The evolution of the colony was not steady, being the rise and splendor swift and thrilling and the fall long and painful, exactly alienating, starting in 1967 after the debauchery of the Joy's festival. In the beginning there was a clear element of exclusivity in it. The city was art, talent, knowledge, inspiration, spirit, heart; secrecy, confidentiality, tenderness, everything that is called humanity, etc. Not everyone is capable of that much! Those founders were special... Once the door was opened to all, myth and mediocrity popped in, like water filling the available space. Touristic visits, excessive parties, drugs, justifications and abandonment, everything that was not in the beginning and that the builders did not look for came in. Bans and manifestos were born, catchy sentences and monolithic consensus were drawn. The spirit, gone; the idea, deceased. Just another giant crystal-lie for the world, untouchable and phony... . I was sitting in the theater, looking left and right and whispering to myself that the show itself was the umpteenth perversion of the original idea: all those genuine hippies making themselves naked to the voraciousness of such a gregarious audience... Yes, modern, stylish Londoners, but tribal and fashionable, feeding the prejudiced concept of hippie with all its false and adapted bullet points...

As a matter of fact, the work of Joan Grossman says a lot against the topic. I was not expecting that and I was pleased to find something to really think about. From "I was not ready for that level of communal stuff" to the countless images of the women putting the children to sleep or doing domestic chores. Nothing wrong with that! As a matter of fact, the sequence of Towards Tomorrow: Utopia, showed prior to Drop City, showing domestic life with Bob Dylan's The Times They Are A-Changing is tender and beautiful, albeit traditional. But, alas! They don't change the times! They perhaps can aspire to change themselves and that is a good start. Reminds me of that Sufi story of the youngster than prays to God to get strength and change the world, but ends up his life as an old man asking humbly for strength to change himself!... Watch the scenes here (minute 3' on) http://www.youtube.com/watch?v=Nb-DbSGg4Qg.

The founders dropped the world and looked for a renewed and better universe constructed from the disposed and wasted droppings of the old. This is very much in the Christian tradition -in my view, the greatest relief for the wronged: "I will build my Church with the stone disposed by the master mason", says the Christ. The thinking of those years is tidy, the symbolism, neat.  The books of the time, in all the attractiveness of the aesthetics of the 60s talk of "living and non-living forces of nature" with exquisite delicacy. The radical choice of life of the founders of Drop City is as much radical as their search - those hippies took part for something and rejected something else,
took a modern choice, exhibited clear, sharp, exclusive ideas: this is better than that... The contradiction with our postmodern lives is flagrant - flows with the gaudiness of iodine tincture down the skin.
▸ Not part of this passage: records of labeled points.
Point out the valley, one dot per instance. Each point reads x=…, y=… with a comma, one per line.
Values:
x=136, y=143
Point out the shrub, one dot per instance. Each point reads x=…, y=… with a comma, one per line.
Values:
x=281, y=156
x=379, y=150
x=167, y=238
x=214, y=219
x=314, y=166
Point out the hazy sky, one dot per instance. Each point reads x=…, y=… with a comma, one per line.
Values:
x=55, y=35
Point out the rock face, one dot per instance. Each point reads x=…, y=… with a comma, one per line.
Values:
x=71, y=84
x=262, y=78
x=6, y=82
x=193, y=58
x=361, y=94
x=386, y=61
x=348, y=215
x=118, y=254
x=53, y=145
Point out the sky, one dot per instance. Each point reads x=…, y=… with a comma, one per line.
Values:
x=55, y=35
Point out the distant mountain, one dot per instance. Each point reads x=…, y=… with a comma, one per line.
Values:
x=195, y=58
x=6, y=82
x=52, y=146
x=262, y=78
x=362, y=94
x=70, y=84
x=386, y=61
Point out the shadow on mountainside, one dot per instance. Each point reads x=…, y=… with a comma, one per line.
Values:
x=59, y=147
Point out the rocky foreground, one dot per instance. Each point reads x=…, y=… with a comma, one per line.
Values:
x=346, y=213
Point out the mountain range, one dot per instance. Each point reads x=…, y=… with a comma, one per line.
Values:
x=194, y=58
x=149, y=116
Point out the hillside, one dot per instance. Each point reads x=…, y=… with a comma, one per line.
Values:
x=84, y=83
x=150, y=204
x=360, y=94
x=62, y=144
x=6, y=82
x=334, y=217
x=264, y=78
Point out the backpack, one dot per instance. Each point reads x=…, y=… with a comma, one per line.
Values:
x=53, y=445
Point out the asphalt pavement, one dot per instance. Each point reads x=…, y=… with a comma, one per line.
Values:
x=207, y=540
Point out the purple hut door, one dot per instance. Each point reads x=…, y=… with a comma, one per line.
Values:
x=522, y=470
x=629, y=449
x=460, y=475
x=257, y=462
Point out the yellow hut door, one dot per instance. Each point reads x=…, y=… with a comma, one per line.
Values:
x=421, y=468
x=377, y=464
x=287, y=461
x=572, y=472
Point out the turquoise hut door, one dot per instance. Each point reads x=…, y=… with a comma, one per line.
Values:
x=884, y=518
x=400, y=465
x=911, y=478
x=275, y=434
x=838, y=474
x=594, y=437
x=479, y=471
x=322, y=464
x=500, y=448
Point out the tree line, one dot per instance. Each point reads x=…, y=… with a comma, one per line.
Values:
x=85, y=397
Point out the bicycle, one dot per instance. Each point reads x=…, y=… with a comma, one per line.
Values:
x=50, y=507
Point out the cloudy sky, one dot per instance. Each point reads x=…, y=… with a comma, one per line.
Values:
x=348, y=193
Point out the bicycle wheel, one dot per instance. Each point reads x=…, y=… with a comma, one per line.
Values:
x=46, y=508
The original hippies of Drop City persevered also in finding new perspectives, new ways of looking at reality and its connection with something beyond. The filming we have today of Drop City were recorded in 16 mm. The presence of cameras those days is typical: you used it in the hope of finding a secret angle and then shared it with the rest. There were something religious in it!

The fall and end of the community came in with fights, the socking death of a 23 year-old girl and appalling stampede. The whole sweet castle of dreams crumbles down like made of cane sugar. The Beach chronicles the disaster in a faithful way. One can ask: The builders looked for everything that is human and that the alienating society had taken away, did they get it at least? Did they get something at last? The answer is no, and here the failure becomes irredeemable: it is the people of Trinidad and surroundings who is terrible concerned with the wretched lives of the adults and the precarious conditions of the children, while the hippies steadily dropped and flew away. Dropping droppers, how ironic!There was a moment when the cooking of outsiders was more valuable that any painting or any art. The moment when the search for humanity has stopped and the evil grass has occupied the darkest corners of the heart.